Operationally and strategically, this manifests as an impediment to
deployment of IPv6 for many non-service provider and mobile networks
phasing in dual-stacked (both legacy IPv4 and IPv6) networking with
the expectation of consistent behavior (alway use IPv6 before legacy
IPv4).
Other operational considerations are the use of the policy table
detailed in section 2.1 of [RFC6724] . While conceptually the intent
was for a configurable, longest-match table to be adjusted as-needed.
In practice, modifying the prefix policy table remains difficult
across platforms, and in some cases impossible. Embedded,
proprietary, closed source, and IoT devices are especially difficult
to adjust and are, in many cases, incapable of any adjustment
whatsoever. Large scale manipulation of the policy table also
remains out of the realm of realistic support for small and medium
scale operators due to lack of ability to manipulate all the hosts
and systems, or a lack of tooling and access.

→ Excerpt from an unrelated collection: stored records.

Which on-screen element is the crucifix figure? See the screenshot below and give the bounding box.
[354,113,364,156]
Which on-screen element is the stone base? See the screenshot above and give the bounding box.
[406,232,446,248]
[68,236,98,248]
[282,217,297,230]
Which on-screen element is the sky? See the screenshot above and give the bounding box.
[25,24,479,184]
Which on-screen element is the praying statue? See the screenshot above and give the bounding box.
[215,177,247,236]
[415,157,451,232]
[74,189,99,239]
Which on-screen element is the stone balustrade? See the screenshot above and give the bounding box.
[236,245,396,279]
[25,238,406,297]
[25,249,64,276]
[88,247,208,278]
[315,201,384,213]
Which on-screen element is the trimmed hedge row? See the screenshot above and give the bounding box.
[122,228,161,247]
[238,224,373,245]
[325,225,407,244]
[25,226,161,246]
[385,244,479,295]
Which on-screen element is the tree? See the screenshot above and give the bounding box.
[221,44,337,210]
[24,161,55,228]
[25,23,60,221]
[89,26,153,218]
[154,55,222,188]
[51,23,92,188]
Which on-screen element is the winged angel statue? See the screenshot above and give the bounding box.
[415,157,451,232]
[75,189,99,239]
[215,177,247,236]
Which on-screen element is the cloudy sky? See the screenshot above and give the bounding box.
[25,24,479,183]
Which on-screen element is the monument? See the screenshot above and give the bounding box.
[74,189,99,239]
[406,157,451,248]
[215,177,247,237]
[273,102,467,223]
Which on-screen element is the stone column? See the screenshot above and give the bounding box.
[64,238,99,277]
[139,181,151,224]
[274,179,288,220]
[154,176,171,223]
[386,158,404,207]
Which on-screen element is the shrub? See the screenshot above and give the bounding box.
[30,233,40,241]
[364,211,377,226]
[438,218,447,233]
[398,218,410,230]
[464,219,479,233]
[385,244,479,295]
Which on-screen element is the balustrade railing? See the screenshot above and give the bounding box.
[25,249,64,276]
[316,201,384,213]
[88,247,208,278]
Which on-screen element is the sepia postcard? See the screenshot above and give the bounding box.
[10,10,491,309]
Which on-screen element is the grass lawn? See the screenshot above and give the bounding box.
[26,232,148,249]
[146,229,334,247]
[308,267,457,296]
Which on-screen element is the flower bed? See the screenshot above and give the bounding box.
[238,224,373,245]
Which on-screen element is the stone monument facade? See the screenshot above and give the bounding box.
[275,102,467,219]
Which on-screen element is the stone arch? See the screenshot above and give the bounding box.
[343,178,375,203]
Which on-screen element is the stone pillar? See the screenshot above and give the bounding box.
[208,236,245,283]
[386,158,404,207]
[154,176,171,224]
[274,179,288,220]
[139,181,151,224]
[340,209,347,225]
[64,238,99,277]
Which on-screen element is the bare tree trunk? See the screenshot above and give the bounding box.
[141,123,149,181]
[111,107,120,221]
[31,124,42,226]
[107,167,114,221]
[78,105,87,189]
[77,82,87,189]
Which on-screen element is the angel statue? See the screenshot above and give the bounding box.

Below is an example of a gai.cnf file from a modern Linux
installation as of 03 April 2022:
# Configuration for getaddrinfo(3).
#
# So far only configuration for the destination address sorting is needed.
# RFC 3484 governs the sorting. But the RFC also says that system
# administrators should be able to overwrite the defaults. This can be
# achieved here.
#
# All lines have an initial identifier specifying the option followed by
# up to two values. Information specified in this file replaces the
# default information. Complete absence of data of one kind causes the
# appropriate default information to be used. The supported commands include:
#
# reload <yes|no>
# If set to yes, each getaddrinfo(3) call will check whether this file
# changed and if necessary reload. This option should not really be
# used. There are possible runtime problems. The default is no.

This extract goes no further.